Economists know it as “inelastic demand”, which accurately describes what seems to be happening globally in a context of unusually high cost of living: the demand for certain products increases, despite the fact that prices continue to rise stubbornly.
This concept is generally associated with basic necessities such as food, fuel or cleaning supplies. This is demonstrated by the financial results of some of the large multinationals, whose results for the second quarter exceeded Wall Street’s expectations.
The consumer giants report increases in their sales, even when they also do so in the prices of their products.
Unilever, owner of more than 400 well-known brands such as Knorr broth, Dove soaps or Hellmann’s mayonnaise, increased its sales by 8.8% in the second quarter, despite having raised its prices by an average of 11.2%.

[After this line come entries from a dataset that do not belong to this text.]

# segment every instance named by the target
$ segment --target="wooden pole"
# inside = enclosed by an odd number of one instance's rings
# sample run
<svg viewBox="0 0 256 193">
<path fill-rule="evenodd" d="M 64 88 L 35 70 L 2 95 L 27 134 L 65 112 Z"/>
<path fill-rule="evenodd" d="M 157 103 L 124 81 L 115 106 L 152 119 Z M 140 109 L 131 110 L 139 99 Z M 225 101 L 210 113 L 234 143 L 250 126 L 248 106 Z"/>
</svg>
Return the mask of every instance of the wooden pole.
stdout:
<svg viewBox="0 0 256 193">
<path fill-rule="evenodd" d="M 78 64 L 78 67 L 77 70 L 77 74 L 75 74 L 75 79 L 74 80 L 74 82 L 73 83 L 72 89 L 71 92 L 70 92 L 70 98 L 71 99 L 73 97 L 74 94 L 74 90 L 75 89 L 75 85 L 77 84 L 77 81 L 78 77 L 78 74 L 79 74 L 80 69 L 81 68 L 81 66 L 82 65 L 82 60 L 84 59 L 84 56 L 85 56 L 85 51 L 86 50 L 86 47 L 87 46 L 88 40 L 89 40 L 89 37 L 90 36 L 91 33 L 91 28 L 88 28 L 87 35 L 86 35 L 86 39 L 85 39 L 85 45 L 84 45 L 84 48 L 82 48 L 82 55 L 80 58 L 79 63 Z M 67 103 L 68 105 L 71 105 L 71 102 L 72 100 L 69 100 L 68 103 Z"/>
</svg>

For its part, Coca-Cola reported a growth in its revenues of 8% and 12% in its global prices. In addition, it agrees with its rival Pepsi Co in that demand continues to rise and that there is room for prices to continue to adjust upwards.
Coca-Cola Chief Executive James Quincey said the company would raise prices further in markets where costs were rising and aim to pass most of them on to consumers in the event of a recession.
In the quarter ending in June, McDonald’s reported global sales were up 10% and its CEO acknowledged it is considering adding more discount menu options because inflation is driving some consumers to buy cheaper items.
More food and less clothes
As investors closely watch corporate results for signs that economies are heading into recession, consumers are sending mixed signals.
Walmart issued a warning Monday: On the one hand, its American customers are shopping for groceries and other necessities, but on the other, they are skipping aisles packed with clothing and other non-essentials.
“Rising levels of food and fuel inflation are affecting how customers spend. We are now anticipating more pressure on general merchandise in the second half,” said Doug McMillon, CEO of the company.
For that reason, America’s top retailer has pledged to cut prices on apparel and general merchandise more aggressively to reduce spring inventory buildup.